Je suis favorable aux mesures envisagées par le texte, sous réserve de six amendements que je vous présenterai à l'issue de notre discussion et qui ont été élaborés en concertation avec Dominique Estrosi Sassone, avec laquelle j'ai eu un échange tout à fait constructif lors de mes travaux préparatoires.
À la suite des auditions que j'ai menées, auprès des ministères concernés, mais aussi de l'Union nationale des propriétaires immobiliers et de la fondation Abbé Pierre, il me semble nécessaire de distinguer la situation des locataires défaillants, ou des occupants à titre gratuit qui se maintiennent dans les lieux contre la volonté du propriétaire, de celle des véritables squatteurs.
Il s'agit d'une raison d'opportunité, tout d'abord : ces personnes sont entrées dans les lieux de manière licite et elles peuvent être simplement confrontées à un accident de la vie. Pénaliser le locataire défaillant reviendrait finalement à réintroduire l'emprisonnement pour dettes....
Il s'agit également de préserver l'équilibre entre le droit constitutionnel qu'est la propriété, garantie par les articles 2 et 17 de la Déclaration des droits de l'homme et du citoyen, et le droit au logement, qui a été reconnu comme un objectif de valeur constitutionnelle. Sauf à encourir une censure pour inconstitutionnalité, il n'est pas possible de traiter comme des squatteurs des locataires défaillants, même s'il peut exister des cas de mauvaise foi éhontée chez ces derniers. La régulation des rapports locatifs soulève toutefois des questions qui dépassent le cadre de cette proposition de loi et relèvent de la commission des affaires économiques.
Je vous proposerai donc de préciser que le délit d'occupation frauduleuse d'un immeuble est constitué si l'auteur des faits s'est introduit dans les lieux à l'aide de manoeuvres, menaces, voies de fait ou contrainte, ce qui permet de viser les squatteurs sans concerner les locataires défaillants. Enfin, il me paraît nécessaire d'introduire une gradation des peines et de punir plus sévèrement le squat d'un domicile que celui de locaux qui ne sont pas utilisés comme habitation principale.
Je vous proposerai également de préciser la définition de la nouvelle infraction consistant à faire la propagande ou la publicité de l'occupation frauduleuse d'immeuble, pour ne pas être accusé de porter atteinte à la liberté d'expression des associations luttant contre le mal-logement.
Enfin, par cohérence, à l'article 3, je souhaite exclure de la procédure administrative d'évacuation forcée les locataires ou occupants entrés dans les lieux avec l'accord du propriétaire, et qui se maintiendraient contre sa volonté après résiliation du contrat de bail ou retrait de l'autorisation.
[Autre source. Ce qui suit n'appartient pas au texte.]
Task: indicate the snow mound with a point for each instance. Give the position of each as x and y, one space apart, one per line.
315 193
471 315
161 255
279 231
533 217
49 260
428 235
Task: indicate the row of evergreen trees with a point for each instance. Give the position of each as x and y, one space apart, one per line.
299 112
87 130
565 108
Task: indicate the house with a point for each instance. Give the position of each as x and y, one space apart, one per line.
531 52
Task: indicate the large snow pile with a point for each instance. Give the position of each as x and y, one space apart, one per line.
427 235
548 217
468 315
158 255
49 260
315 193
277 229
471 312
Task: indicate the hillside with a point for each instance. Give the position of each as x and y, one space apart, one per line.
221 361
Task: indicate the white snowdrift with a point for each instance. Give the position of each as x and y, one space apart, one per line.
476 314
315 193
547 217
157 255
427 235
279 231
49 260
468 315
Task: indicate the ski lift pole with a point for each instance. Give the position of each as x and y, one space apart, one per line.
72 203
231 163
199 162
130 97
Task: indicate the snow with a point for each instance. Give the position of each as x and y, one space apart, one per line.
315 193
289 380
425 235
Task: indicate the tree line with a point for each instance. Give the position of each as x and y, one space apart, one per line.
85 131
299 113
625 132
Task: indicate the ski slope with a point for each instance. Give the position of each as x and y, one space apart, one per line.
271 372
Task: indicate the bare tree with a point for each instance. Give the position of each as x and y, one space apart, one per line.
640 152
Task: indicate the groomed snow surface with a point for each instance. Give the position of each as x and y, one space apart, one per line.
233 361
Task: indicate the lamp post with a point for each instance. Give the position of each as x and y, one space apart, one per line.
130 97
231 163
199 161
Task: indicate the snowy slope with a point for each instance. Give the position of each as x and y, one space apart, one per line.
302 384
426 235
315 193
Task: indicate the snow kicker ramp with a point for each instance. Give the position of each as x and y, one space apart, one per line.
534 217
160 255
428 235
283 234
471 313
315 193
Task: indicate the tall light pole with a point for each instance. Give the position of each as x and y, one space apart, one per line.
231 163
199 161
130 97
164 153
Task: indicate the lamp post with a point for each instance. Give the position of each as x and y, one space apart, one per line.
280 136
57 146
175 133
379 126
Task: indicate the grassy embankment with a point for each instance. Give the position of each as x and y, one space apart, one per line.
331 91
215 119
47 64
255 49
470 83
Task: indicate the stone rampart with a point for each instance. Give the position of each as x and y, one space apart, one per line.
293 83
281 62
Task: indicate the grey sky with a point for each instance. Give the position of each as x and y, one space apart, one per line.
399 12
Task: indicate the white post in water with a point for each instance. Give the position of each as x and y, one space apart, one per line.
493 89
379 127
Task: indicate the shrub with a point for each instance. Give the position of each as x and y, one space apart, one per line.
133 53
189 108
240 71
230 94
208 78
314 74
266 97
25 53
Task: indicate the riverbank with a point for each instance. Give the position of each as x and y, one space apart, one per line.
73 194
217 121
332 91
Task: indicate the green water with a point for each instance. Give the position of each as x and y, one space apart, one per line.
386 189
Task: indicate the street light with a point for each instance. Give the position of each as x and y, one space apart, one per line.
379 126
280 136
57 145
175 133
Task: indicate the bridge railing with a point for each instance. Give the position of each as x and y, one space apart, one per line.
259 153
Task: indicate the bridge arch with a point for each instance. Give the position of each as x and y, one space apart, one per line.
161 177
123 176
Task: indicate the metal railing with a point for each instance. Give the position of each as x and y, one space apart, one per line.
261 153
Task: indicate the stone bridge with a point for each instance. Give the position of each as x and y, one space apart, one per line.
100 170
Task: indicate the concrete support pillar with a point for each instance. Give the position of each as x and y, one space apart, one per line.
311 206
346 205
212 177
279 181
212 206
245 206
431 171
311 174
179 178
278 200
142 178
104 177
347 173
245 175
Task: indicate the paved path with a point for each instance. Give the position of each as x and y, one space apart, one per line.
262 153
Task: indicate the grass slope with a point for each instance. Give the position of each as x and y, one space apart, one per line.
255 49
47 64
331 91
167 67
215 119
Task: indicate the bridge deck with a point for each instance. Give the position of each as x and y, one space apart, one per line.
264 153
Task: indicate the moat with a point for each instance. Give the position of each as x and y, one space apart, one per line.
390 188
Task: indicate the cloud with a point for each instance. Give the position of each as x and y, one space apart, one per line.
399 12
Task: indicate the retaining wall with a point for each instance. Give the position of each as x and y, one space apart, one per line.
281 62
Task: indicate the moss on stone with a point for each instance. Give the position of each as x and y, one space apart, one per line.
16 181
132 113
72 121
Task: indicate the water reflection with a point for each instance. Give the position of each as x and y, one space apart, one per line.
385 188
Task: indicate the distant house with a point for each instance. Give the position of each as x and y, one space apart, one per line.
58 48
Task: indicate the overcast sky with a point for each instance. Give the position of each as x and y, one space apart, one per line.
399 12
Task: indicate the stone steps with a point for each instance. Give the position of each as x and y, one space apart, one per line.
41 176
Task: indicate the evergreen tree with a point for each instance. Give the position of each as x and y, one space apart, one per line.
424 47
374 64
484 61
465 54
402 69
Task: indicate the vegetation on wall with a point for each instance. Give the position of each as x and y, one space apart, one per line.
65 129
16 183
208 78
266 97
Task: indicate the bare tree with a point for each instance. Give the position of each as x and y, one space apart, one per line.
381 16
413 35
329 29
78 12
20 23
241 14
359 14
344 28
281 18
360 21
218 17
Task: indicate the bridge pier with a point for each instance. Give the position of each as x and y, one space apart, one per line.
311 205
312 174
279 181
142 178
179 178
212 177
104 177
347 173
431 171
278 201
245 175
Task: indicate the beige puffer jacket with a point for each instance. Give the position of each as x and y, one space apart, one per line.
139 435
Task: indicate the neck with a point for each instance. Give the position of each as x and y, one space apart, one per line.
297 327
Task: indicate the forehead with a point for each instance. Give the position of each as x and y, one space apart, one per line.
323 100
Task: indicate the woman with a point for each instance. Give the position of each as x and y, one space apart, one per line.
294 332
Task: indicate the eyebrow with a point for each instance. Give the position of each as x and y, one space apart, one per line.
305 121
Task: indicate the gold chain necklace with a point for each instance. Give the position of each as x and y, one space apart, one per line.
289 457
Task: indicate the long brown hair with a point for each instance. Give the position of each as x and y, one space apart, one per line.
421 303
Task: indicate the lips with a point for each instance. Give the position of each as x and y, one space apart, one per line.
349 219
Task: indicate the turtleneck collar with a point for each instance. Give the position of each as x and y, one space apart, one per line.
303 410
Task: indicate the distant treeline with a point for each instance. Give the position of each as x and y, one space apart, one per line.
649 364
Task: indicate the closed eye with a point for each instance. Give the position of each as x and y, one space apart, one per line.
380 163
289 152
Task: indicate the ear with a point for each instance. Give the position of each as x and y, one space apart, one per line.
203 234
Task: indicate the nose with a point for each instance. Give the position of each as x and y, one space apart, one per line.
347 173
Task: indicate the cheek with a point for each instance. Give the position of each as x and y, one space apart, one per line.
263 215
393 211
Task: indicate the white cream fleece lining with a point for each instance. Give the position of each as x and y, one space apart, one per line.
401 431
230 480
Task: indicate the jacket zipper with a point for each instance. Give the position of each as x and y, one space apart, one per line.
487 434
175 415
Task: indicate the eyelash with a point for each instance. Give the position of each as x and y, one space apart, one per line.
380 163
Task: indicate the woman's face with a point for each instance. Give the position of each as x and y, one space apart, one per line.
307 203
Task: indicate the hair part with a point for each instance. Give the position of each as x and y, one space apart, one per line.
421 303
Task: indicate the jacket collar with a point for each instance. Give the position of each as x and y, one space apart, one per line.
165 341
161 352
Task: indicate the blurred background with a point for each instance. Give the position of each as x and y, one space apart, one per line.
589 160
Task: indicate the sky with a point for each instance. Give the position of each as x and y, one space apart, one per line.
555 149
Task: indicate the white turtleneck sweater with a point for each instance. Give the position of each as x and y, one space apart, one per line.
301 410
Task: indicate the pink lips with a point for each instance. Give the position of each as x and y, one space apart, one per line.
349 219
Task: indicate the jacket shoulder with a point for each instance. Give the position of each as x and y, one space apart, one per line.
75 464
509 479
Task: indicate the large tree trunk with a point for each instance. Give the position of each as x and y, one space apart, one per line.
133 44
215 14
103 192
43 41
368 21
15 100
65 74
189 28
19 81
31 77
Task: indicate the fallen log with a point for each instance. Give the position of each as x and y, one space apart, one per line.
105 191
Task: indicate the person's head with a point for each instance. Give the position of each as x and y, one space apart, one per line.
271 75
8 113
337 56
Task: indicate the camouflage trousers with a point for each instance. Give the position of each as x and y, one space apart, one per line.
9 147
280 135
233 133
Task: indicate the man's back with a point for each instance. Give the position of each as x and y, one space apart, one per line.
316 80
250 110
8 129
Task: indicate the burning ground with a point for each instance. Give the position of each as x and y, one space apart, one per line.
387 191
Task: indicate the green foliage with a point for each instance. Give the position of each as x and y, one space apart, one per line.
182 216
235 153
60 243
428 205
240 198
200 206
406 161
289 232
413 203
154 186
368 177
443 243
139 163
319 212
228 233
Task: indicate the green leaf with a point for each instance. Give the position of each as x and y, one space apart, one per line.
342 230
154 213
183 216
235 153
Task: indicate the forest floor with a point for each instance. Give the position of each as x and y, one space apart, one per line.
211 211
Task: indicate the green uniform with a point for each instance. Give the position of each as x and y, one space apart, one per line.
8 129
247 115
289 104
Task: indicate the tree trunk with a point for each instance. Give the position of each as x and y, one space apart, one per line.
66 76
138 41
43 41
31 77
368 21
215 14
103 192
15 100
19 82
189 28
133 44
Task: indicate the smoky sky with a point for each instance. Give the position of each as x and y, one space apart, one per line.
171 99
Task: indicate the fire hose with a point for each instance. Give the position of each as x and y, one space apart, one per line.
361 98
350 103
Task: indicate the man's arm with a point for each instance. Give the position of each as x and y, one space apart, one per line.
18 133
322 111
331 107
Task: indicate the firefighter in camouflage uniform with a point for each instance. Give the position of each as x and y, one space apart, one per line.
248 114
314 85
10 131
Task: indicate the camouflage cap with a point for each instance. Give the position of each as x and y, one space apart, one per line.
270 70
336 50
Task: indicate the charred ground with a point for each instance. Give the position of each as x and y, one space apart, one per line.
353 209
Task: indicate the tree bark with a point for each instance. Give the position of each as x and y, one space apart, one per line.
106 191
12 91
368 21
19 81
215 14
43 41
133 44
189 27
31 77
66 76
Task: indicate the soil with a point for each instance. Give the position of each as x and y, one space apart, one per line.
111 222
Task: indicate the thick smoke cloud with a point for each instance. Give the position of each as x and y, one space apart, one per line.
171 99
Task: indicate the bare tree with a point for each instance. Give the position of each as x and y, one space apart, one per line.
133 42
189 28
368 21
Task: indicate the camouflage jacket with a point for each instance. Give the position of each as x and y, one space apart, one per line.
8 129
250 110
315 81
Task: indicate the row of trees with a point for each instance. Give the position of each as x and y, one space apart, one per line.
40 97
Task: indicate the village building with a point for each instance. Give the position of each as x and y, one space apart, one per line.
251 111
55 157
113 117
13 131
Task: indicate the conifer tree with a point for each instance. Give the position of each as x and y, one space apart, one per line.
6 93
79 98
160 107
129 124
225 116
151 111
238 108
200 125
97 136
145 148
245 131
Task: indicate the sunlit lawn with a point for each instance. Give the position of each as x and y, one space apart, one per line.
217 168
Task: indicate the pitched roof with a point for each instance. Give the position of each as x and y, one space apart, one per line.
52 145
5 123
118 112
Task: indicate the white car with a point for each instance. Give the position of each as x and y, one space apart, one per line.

Il me semble en revanche opportun d'élargir l'application de cette procédure dérogatoire aux locaux à usage d'habitation. Nous l'avions déjà voté dans le cadre de la loi portant évolution du logement, de l'aménagement et du numérique (Elan), à l'initiative de notre collègue Marc-Philippe Daubresse, qui était rapporteur pour avis. C'est une disposition qui permet d'apporter une solution lorsque le logement illicitement occupé n'est pas encore le domicile effectif de quelqu'un - par exemple, un logement vacant entre deux locations ou un logement nouvellement acheté.
Enfin, à l'article 4, je vous proposerai de maintenir l'exigence d'une entrée dans les lieux par voies de fait pour priver un occupant du bénéfice du délai de deux mois et de la trêve hivernale dans le cadre d'une procédure d'expulsion, tout en précisant la notion de voies de fait, pour éviter certaines jurisprudences divergentes peu favorables aux propriétaires.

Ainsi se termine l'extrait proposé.